Thomas Mohr (April 21, 1831 - May 10, 1907) was an American farmer and politician from Kossuth, Wisconsin, who served two one-year terms (1876-1877) as a member of the Wisconsin State Assembly from Manitowoc County.

== Background ==
Mohr was born in Leuchtenberg in the Kingdom of Bavaria on April 21, 1831, and received a common school education. He came to New York in 1843, ending up in Buffalo, New York, the same year. He became a farmer.

== Coming to Wisconsin ==
Mohr was one of the first white settlers to come to Kossuth, arriving in 1850. Mohr married Maria Hassenfus (also a native of Bavaria) on January 15, 1857, in Manitowoc Rapids. In 1859, he married Margaret Zinkel, and as of 1860 they were living with his son John, at that time two years old (Maria may have died in childbirth). Between 1861 and 1881, they would have nine children of their own: George, Henry, Edward, Theresa, Anna Margareth, Frank, Mary Margaret, Josephine and Michael.

In 1875, Mohr had already served several years as chairman of his town, two terms on the county commission, and two years as town treasurer. While generally a Democrat, Mohr was elected to the second Manitowoc County Assembly district (the Towns of Cato, Cooperstown, Franklin, Gibson, Kossuth, Manitowoc Rapids and Maple Grove) as a member of the Reform Party, a short-lived coalition of Democrats, reform and Liberal Republicans, and Grangers formed in Wisconsin in 1873, which secured the election of a governor and a number of state legislators. He received 632 votes against 562 for Republican R. S. O'Connell. Mohr was assigned to the standing committee on engrossed bills. He was re-elected the next year even though his district had been redistricted, receiving 1,314 votes against 628 for Republican M. Kellner. He was assigned to the committee on town and county organization. He was not a candidate for re-election in 1877, and was succeeded by Democrat William F. Nash.

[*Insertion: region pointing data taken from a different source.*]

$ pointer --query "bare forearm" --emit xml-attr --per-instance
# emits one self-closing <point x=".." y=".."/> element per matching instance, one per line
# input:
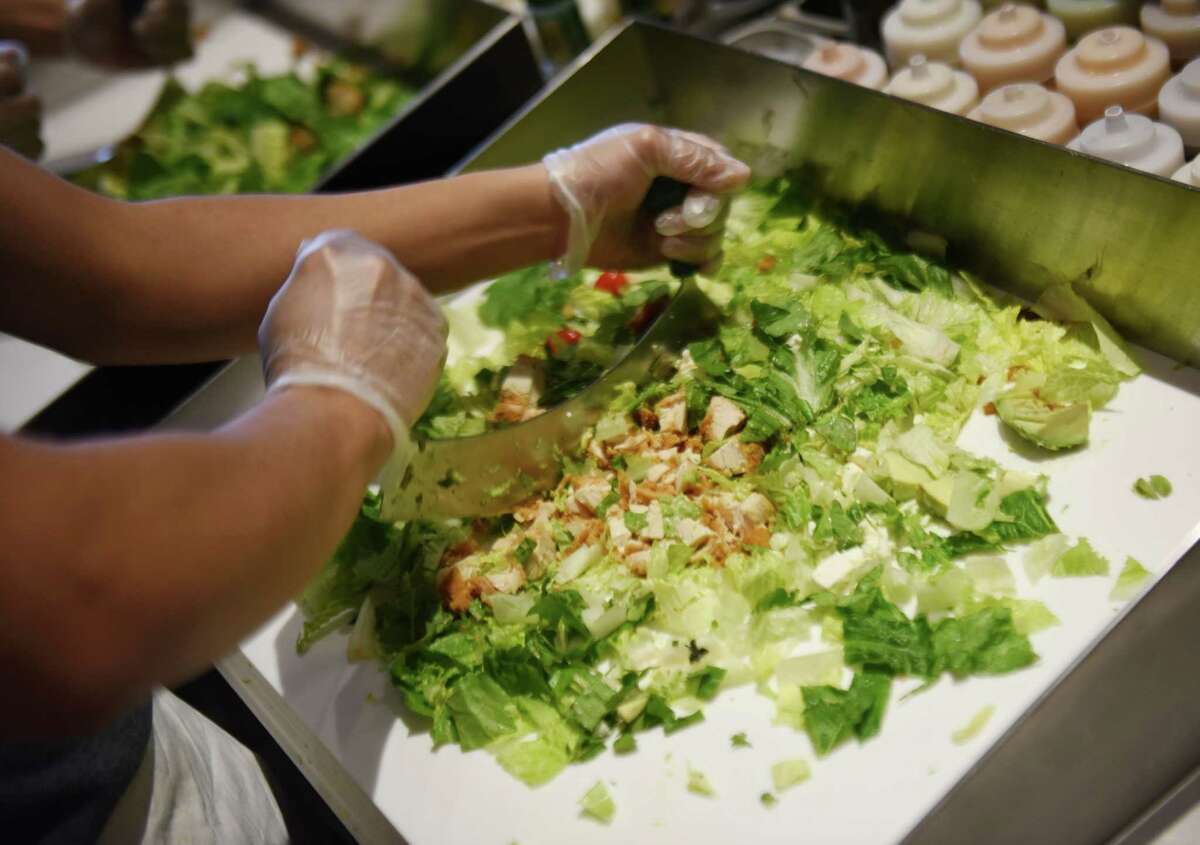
<point x="138" y="562"/>
<point x="186" y="280"/>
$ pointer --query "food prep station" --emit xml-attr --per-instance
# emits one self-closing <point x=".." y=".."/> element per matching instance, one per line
<point x="472" y="66"/>
<point x="1098" y="742"/>
<point x="1086" y="744"/>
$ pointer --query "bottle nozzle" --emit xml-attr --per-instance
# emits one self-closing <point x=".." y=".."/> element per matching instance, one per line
<point x="1115" y="119"/>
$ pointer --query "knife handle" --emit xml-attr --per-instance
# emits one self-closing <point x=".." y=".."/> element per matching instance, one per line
<point x="666" y="193"/>
<point x="131" y="10"/>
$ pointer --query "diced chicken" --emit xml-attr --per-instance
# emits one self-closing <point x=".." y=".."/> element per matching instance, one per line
<point x="618" y="532"/>
<point x="837" y="568"/>
<point x="672" y="413"/>
<point x="755" y="510"/>
<point x="588" y="495"/>
<point x="723" y="417"/>
<point x="637" y="562"/>
<point x="735" y="459"/>
<point x="757" y="535"/>
<point x="693" y="532"/>
<point x="658" y="472"/>
<point x="544" y="551"/>
<point x="729" y="459"/>
<point x="533" y="510"/>
<point x="459" y="591"/>
<point x="525" y="377"/>
<point x="507" y="580"/>
<point x="520" y="391"/>
<point x="653" y="529"/>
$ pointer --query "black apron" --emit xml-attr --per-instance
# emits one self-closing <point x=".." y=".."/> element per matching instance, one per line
<point x="63" y="791"/>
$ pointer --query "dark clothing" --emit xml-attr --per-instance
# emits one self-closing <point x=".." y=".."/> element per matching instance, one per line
<point x="64" y="790"/>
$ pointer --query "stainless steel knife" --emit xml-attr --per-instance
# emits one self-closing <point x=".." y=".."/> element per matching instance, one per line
<point x="492" y="473"/>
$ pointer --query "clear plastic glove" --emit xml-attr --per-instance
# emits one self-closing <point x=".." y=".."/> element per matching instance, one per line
<point x="603" y="181"/>
<point x="103" y="33"/>
<point x="21" y="113"/>
<point x="351" y="317"/>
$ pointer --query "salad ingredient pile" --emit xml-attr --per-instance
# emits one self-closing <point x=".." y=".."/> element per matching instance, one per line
<point x="787" y="510"/>
<point x="277" y="133"/>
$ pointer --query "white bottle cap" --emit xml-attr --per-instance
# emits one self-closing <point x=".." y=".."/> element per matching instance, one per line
<point x="1188" y="174"/>
<point x="850" y="63"/>
<point x="1134" y="141"/>
<point x="933" y="28"/>
<point x="1177" y="23"/>
<point x="1117" y="65"/>
<point x="1014" y="43"/>
<point x="935" y="84"/>
<point x="1179" y="103"/>
<point x="1032" y="111"/>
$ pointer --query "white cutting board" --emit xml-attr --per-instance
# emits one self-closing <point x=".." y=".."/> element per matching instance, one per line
<point x="862" y="793"/>
<point x="85" y="109"/>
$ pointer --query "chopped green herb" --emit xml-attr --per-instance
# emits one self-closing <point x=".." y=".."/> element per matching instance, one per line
<point x="1153" y="487"/>
<point x="699" y="784"/>
<point x="598" y="804"/>
<point x="1080" y="561"/>
<point x="971" y="730"/>
<point x="636" y="522"/>
<point x="1129" y="581"/>
<point x="787" y="773"/>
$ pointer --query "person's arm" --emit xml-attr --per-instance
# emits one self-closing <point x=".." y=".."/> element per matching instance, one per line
<point x="187" y="279"/>
<point x="136" y="562"/>
<point x="131" y="563"/>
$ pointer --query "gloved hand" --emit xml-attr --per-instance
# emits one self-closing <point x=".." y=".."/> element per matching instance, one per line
<point x="603" y="181"/>
<point x="351" y="317"/>
<point x="101" y="31"/>
<point x="21" y="113"/>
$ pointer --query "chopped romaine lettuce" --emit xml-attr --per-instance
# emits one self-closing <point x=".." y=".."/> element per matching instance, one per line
<point x="1079" y="561"/>
<point x="787" y="773"/>
<point x="971" y="730"/>
<point x="786" y="507"/>
<point x="598" y="804"/>
<point x="1129" y="581"/>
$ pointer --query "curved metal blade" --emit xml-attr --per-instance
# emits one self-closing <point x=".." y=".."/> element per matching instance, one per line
<point x="492" y="473"/>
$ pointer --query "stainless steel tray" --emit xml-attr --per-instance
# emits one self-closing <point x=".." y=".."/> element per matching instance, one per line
<point x="1108" y="723"/>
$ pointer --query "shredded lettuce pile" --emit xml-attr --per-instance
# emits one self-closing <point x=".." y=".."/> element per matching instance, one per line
<point x="787" y="510"/>
<point x="279" y="133"/>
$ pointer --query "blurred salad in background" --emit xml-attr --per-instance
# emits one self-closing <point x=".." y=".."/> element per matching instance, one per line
<point x="276" y="133"/>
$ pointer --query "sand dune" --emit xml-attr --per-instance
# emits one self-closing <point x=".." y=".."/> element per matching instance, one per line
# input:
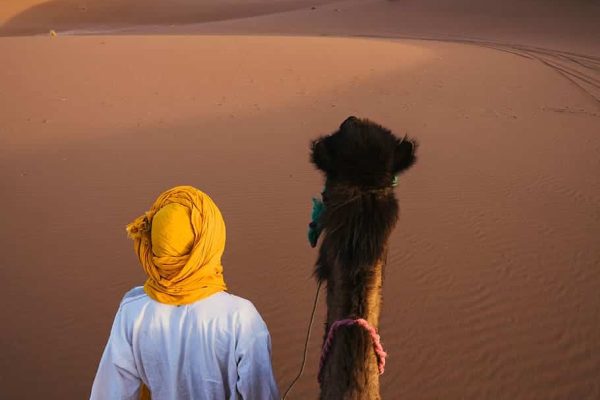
<point x="38" y="16"/>
<point x="492" y="282"/>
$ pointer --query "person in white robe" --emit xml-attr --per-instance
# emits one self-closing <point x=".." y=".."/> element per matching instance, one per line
<point x="182" y="335"/>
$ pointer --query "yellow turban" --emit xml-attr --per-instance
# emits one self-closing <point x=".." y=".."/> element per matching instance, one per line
<point x="180" y="242"/>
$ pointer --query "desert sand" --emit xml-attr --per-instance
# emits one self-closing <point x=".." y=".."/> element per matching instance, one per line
<point x="491" y="289"/>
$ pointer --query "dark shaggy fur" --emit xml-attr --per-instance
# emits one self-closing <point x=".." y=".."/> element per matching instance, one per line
<point x="360" y="161"/>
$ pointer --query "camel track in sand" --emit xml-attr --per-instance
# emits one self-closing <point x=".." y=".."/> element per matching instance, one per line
<point x="582" y="70"/>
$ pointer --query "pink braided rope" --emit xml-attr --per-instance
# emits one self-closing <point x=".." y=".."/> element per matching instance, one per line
<point x="381" y="355"/>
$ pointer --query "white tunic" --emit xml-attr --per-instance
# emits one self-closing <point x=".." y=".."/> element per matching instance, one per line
<point x="216" y="348"/>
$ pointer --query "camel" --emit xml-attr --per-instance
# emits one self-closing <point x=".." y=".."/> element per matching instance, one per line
<point x="361" y="162"/>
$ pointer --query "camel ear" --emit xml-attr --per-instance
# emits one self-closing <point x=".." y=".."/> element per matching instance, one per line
<point x="404" y="155"/>
<point x="349" y="123"/>
<point x="321" y="155"/>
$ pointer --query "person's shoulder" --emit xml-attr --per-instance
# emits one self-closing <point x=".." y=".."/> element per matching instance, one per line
<point x="137" y="293"/>
<point x="235" y="302"/>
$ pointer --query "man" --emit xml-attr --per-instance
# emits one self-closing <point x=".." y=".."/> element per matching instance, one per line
<point x="182" y="336"/>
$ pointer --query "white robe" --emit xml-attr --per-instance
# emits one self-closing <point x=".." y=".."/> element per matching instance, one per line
<point x="216" y="348"/>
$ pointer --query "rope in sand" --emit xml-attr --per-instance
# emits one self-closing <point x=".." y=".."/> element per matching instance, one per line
<point x="312" y="318"/>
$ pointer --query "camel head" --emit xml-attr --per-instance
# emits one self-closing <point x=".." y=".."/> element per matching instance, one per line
<point x="362" y="154"/>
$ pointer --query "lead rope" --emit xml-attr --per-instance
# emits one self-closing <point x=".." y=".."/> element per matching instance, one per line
<point x="312" y="317"/>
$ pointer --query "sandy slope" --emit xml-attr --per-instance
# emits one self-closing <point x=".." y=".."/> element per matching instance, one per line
<point x="491" y="288"/>
<point x="40" y="16"/>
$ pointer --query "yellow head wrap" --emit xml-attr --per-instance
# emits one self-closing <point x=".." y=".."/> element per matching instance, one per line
<point x="180" y="242"/>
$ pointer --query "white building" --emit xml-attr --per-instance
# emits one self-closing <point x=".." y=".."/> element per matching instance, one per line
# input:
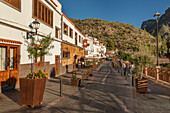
<point x="16" y="16"/>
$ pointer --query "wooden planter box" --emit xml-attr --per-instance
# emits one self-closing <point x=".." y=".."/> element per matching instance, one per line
<point x="141" y="85"/>
<point x="32" y="91"/>
<point x="85" y="77"/>
<point x="75" y="82"/>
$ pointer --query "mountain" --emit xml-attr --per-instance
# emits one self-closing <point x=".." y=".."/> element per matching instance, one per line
<point x="164" y="26"/>
<point x="125" y="37"/>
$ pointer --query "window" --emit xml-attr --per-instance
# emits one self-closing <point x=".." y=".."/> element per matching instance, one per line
<point x="57" y="32"/>
<point x="46" y="15"/>
<point x="42" y="12"/>
<point x="75" y="38"/>
<point x="79" y="39"/>
<point x="66" y="54"/>
<point x="35" y="7"/>
<point x="3" y="58"/>
<point x="65" y="29"/>
<point x="71" y="33"/>
<point x="51" y="18"/>
<point x="14" y="3"/>
<point x="86" y="52"/>
<point x="39" y="60"/>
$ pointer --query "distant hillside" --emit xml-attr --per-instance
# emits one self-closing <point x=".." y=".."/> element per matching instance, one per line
<point x="124" y="36"/>
<point x="164" y="26"/>
<point x="164" y="30"/>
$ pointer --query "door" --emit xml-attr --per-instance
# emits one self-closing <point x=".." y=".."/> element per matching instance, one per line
<point x="75" y="38"/>
<point x="56" y="65"/>
<point x="9" y="65"/>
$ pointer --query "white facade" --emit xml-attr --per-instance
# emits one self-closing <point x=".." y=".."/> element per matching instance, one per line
<point x="67" y="37"/>
<point x="20" y="20"/>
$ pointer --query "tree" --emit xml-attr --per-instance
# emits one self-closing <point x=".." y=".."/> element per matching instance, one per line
<point x="110" y="45"/>
<point x="163" y="47"/>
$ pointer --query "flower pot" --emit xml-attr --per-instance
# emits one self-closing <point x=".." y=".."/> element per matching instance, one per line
<point x="84" y="77"/>
<point x="32" y="91"/>
<point x="90" y="71"/>
<point x="75" y="82"/>
<point x="141" y="85"/>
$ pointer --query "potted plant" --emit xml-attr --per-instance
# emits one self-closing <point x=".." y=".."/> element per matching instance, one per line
<point x="141" y="83"/>
<point x="33" y="85"/>
<point x="74" y="80"/>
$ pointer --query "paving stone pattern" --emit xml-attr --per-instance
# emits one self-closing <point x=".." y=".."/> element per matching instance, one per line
<point x="105" y="92"/>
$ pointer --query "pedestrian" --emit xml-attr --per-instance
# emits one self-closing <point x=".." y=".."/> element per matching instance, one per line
<point x="120" y="64"/>
<point x="131" y="68"/>
<point x="79" y="64"/>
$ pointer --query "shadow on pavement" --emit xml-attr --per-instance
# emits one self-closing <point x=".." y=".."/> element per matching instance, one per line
<point x="14" y="95"/>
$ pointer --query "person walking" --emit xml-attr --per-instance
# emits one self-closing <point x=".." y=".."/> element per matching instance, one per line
<point x="131" y="68"/>
<point x="124" y="68"/>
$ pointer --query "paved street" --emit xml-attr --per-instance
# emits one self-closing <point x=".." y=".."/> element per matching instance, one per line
<point x="109" y="92"/>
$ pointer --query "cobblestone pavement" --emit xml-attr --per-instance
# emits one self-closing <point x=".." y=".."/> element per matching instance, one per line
<point x="109" y="92"/>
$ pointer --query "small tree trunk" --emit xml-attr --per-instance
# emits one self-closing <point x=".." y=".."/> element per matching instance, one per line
<point x="33" y="69"/>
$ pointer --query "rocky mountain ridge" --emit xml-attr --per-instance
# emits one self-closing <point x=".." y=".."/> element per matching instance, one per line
<point x="164" y="26"/>
<point x="122" y="36"/>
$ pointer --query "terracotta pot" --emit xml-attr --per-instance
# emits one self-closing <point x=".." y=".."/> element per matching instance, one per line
<point x="141" y="85"/>
<point x="75" y="82"/>
<point x="94" y="67"/>
<point x="90" y="71"/>
<point x="32" y="91"/>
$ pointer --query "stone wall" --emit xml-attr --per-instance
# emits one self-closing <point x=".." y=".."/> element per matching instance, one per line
<point x="24" y="69"/>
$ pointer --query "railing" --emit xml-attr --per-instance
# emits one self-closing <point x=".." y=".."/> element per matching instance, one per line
<point x="151" y="72"/>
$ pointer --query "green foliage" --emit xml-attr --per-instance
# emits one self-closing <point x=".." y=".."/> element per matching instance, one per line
<point x="37" y="75"/>
<point x="141" y="61"/>
<point x="110" y="45"/>
<point x="163" y="48"/>
<point x="125" y="56"/>
<point x="39" y="47"/>
<point x="117" y="35"/>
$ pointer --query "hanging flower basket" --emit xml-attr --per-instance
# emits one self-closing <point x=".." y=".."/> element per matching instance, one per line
<point x="32" y="90"/>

Mohr had first been elected to the county's board of supervisors from Kossuth in 1873, and would serve on and off in that position through 1901, for a total of eleven years, including two terms (1879 and 1886) as chairman of the board.

== Death ==
Mohr, who had been retired for some time, died on May 10, 1907, in Kossuth, having broken his hip in a fall the previous autumn from which he never fully recovered. He was buried at Calvary Cemetery in Manitowoc. Margaret died August 29, 1907.